A beautiful example of frequency content that I expect to be found in century scale uncut temperature records is found in Lui-2011 Fig. 2. also found in WUWT 12/7/2011: In China there are no hockey sticks The grey area on the left of the Fig. 2 chart is the area of low frequency, the climate signal. In the Lui study, a lot of the power is in that grey area. It is this portion of the spectrum that BEST’s scalpel removes! Fig. 4 of Lui-2011 (at JoNova) is a great illustration of what happens to a signal as you add first the lowest frequency and successively add higher frequencies.
I’m a geophysicist. Geophysical seismic processing is heavily dependent upon Fourier Analysis. What I see BEST doing is eliminating low frequencies with the scalpel, performing some magic semi-regional homogenization of the high frequency segments behind the scenes, then returning with a result with “better” low frequency in it. I would sooner believe that the 2nd Law of Thermodynamics could be violated. How did they get something for nothing? How did they throw away low-frequency only to get back “better low frequencies” in the result?
In petroleum exploration, seismic data is recorded with band-pass instrumentation. The highest frequencies cut off at anywhere from 60 to 250 Hz, depending upon the care and expense in acquisition. But the data are also limited on the low side, with 6 to 10 Hz as the lowest frequency the receivers can record. Geophysicists gather lots of data. Many shots heard from many receivers repeated from many locations. There is lots of noise in the recordings, but by “stacking” the data, repeating data from the same place over many shots, signal to noise increases. One of the key steps in the processing is finding the best “stacking velocity”, average earth velocity to use to correct for “move-out”, differences between Source-receiver pairs and migration.
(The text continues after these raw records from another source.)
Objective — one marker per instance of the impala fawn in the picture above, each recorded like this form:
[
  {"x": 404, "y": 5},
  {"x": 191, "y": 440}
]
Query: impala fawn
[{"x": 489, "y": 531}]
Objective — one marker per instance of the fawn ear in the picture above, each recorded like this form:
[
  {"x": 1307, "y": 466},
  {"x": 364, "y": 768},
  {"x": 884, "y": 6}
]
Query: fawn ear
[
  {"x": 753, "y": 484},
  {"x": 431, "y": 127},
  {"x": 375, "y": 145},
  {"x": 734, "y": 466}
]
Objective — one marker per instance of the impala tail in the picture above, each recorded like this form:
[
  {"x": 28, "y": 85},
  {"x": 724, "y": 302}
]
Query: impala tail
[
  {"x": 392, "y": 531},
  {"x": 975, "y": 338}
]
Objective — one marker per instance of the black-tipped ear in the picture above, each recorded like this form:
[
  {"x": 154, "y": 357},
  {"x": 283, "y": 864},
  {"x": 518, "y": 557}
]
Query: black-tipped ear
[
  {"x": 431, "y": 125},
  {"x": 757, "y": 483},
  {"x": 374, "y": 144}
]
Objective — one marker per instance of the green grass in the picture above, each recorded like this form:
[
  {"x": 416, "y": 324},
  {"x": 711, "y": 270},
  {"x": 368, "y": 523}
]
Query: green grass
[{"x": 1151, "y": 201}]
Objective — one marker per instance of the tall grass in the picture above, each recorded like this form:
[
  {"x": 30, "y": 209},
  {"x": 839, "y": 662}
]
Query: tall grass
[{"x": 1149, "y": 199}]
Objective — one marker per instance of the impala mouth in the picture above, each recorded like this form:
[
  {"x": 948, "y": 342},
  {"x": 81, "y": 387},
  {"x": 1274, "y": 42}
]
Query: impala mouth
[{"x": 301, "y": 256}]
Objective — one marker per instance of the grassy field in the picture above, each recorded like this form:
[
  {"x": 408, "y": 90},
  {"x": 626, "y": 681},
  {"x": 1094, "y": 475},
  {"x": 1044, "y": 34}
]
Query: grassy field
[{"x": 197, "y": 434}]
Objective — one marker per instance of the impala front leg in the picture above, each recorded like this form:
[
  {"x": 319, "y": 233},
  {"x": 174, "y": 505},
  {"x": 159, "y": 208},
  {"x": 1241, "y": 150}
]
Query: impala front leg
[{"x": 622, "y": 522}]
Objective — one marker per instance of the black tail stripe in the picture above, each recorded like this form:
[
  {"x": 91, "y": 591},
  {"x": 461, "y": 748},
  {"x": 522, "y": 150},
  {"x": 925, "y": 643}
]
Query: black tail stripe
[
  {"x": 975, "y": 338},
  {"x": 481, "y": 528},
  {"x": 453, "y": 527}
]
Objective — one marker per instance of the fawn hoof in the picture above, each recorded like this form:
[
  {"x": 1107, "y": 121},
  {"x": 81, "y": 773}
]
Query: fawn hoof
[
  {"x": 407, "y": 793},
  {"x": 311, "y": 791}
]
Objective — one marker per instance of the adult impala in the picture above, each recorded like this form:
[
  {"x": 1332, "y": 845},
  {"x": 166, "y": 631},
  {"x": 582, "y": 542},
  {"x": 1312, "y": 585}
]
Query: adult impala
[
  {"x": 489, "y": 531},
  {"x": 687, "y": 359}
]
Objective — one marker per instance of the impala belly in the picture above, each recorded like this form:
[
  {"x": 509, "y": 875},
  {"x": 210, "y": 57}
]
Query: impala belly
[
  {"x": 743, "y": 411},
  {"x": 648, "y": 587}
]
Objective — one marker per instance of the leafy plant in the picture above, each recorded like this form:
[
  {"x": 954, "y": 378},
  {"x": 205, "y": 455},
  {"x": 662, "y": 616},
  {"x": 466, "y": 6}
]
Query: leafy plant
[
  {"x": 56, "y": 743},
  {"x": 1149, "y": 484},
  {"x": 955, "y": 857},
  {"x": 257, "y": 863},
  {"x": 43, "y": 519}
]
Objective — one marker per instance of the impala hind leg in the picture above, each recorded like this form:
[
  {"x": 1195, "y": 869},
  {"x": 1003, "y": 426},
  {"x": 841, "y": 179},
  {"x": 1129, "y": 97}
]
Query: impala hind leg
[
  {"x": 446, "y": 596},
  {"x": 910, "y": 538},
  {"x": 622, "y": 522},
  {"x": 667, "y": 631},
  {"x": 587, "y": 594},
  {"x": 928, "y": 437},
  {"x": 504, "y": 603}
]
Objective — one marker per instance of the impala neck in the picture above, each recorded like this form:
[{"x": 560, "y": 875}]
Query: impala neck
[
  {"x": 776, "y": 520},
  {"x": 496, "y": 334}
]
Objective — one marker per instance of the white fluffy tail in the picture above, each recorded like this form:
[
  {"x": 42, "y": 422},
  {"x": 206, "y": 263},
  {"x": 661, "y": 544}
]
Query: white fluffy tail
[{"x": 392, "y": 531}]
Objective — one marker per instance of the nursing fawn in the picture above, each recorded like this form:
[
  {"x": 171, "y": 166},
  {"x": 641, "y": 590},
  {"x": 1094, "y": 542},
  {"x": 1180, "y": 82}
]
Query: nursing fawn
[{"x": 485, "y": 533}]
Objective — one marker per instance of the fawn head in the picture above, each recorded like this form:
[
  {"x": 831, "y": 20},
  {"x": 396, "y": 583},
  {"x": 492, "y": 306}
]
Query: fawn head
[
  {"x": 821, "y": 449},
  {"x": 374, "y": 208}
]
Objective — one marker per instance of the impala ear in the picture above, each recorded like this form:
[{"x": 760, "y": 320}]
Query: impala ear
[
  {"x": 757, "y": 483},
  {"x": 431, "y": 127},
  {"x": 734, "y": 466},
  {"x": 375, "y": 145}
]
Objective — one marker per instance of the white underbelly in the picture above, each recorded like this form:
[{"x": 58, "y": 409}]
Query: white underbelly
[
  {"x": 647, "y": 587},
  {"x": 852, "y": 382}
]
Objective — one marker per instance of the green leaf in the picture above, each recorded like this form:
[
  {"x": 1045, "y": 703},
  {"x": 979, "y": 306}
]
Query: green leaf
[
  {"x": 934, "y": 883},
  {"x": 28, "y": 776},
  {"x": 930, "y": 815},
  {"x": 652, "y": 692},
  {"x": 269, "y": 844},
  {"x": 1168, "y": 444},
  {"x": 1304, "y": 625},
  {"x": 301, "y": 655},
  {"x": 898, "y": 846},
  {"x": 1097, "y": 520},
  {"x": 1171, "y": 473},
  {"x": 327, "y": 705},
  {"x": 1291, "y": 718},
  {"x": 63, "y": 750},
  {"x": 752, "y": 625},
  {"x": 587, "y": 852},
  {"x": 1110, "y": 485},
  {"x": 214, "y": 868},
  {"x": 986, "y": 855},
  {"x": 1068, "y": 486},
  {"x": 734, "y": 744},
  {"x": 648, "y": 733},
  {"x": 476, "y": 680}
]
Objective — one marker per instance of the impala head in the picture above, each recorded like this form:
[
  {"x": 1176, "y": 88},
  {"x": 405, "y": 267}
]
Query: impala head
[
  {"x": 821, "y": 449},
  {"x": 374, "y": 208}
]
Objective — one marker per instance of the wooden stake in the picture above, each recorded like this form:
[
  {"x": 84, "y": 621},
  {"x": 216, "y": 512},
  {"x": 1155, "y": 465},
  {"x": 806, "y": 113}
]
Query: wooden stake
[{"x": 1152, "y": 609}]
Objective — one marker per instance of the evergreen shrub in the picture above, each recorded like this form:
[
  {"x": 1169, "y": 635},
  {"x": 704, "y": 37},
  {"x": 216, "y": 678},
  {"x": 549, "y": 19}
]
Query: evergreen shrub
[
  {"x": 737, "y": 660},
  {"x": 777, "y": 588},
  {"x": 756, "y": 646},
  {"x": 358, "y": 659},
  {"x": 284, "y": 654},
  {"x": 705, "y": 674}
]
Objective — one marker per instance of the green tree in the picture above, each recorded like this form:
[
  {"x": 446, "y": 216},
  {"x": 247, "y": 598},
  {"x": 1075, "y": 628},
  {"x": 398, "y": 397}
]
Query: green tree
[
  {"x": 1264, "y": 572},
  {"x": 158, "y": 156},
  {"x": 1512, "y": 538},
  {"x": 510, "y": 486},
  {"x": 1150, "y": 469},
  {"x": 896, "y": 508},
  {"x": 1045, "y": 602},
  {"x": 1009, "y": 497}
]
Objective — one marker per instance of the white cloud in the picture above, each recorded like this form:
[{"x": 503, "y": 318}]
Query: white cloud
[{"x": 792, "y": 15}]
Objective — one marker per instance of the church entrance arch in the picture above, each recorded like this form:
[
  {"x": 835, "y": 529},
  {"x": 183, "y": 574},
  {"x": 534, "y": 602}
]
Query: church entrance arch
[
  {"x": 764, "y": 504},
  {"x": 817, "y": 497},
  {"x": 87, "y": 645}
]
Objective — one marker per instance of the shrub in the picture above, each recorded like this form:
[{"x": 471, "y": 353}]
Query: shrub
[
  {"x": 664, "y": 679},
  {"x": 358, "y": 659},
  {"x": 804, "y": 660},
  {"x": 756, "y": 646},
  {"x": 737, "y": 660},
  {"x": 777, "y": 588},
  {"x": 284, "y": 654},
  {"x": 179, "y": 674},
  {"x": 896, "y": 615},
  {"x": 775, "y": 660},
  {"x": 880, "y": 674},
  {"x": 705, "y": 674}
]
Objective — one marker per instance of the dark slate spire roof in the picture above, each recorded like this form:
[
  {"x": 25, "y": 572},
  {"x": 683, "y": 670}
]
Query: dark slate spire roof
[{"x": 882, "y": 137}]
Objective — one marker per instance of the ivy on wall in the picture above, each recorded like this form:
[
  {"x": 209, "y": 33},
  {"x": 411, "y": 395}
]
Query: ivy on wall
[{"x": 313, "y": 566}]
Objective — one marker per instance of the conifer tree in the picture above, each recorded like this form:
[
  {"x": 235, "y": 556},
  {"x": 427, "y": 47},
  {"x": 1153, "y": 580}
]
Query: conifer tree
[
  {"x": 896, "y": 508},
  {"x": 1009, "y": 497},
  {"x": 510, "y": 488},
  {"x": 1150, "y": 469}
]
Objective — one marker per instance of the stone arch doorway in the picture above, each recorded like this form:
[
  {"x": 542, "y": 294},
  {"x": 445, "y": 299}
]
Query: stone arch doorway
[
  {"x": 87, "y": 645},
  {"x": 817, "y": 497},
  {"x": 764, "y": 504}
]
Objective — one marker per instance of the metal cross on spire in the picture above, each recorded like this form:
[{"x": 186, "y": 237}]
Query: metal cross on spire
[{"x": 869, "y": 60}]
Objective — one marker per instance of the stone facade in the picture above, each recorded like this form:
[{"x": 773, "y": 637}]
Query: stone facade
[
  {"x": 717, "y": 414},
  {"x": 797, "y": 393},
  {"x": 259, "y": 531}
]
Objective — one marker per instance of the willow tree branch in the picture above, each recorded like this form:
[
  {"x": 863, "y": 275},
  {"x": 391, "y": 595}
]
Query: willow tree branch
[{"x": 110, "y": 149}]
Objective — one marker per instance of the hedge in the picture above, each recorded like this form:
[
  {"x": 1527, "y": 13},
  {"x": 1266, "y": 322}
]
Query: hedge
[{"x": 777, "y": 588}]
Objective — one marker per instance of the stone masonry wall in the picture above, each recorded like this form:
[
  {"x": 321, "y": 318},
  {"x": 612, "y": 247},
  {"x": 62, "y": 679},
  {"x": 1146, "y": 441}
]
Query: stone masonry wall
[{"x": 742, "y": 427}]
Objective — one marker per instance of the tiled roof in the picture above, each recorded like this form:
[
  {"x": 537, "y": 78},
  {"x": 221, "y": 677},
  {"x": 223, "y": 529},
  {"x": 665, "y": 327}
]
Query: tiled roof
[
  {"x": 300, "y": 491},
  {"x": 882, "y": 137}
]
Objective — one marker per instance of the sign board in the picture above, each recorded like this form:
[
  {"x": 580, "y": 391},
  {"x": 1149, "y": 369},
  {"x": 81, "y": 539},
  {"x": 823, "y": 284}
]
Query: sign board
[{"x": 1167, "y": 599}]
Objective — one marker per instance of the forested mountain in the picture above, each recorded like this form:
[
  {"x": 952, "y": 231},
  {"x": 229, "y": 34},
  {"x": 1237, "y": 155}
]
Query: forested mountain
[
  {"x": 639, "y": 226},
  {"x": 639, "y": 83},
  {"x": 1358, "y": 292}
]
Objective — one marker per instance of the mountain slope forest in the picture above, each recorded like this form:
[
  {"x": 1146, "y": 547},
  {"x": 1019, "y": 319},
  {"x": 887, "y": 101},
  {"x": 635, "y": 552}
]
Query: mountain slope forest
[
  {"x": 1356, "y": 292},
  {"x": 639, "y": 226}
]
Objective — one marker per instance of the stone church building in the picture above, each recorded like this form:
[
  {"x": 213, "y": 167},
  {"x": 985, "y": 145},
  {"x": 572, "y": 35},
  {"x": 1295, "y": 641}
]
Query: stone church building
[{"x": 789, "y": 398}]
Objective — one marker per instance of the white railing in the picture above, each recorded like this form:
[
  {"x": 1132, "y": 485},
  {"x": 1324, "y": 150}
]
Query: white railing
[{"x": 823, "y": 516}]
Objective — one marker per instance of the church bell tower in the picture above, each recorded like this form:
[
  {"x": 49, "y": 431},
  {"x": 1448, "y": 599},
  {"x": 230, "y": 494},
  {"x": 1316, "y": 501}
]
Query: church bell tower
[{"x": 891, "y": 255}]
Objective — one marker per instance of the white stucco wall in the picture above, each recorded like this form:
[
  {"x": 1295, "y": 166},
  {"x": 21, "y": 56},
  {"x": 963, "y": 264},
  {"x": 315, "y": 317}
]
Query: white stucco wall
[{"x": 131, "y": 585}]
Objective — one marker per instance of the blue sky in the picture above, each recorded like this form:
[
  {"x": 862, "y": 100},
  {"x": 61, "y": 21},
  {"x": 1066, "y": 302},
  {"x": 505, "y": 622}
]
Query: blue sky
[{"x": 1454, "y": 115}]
I explain this because what BEST is attempting to do is very similar to what seismic processors do when they Invert the seismic to obtain a full impedance profile. What must be understood is to get a full inversion you need two things.
(1) the band pass seismic data for high-frequency detail, and
(2) the velocity-density profile which provides the low frequency information.
When we invert, we integrate the seismic data, but that means we integrate the noise, too, so error grows with time. For (2) we get the velocity information from the study of velocities that maximizes the signal-to-noise in the stacked data. Density can be estimated from anticipated rock, depth, and fluid content. It is very model dependent, but it is controlled by the stacking and move-out process and is an independent control on the cumulative inversion error from band pass data in (1).
Returning to BEST, all those fragments of temperature records are equivalent to the band-pass seismic data. Finding the long term temperature signal is equivalent to inverting the seismic trace, but the error in the data must also accumulate as you go back in time. Since the temperature record fragments are missing the lowest frequencies, where is the low frequency control in the BEST process? In the seismic world, we have the velocity studies to control the low-frequency result.
What does BEST use to constrain the cumulating error? What does BEST use to provide valid low-frequency content from the data? What is the check that the BEST result is not just a regurgitation of modeler’s preconceptions and contamination from the suture glue? Show me the BEST process that preserves real low frequency climate data from the original temperature records. Only then can I even begin to give Berkley Earth results any credence.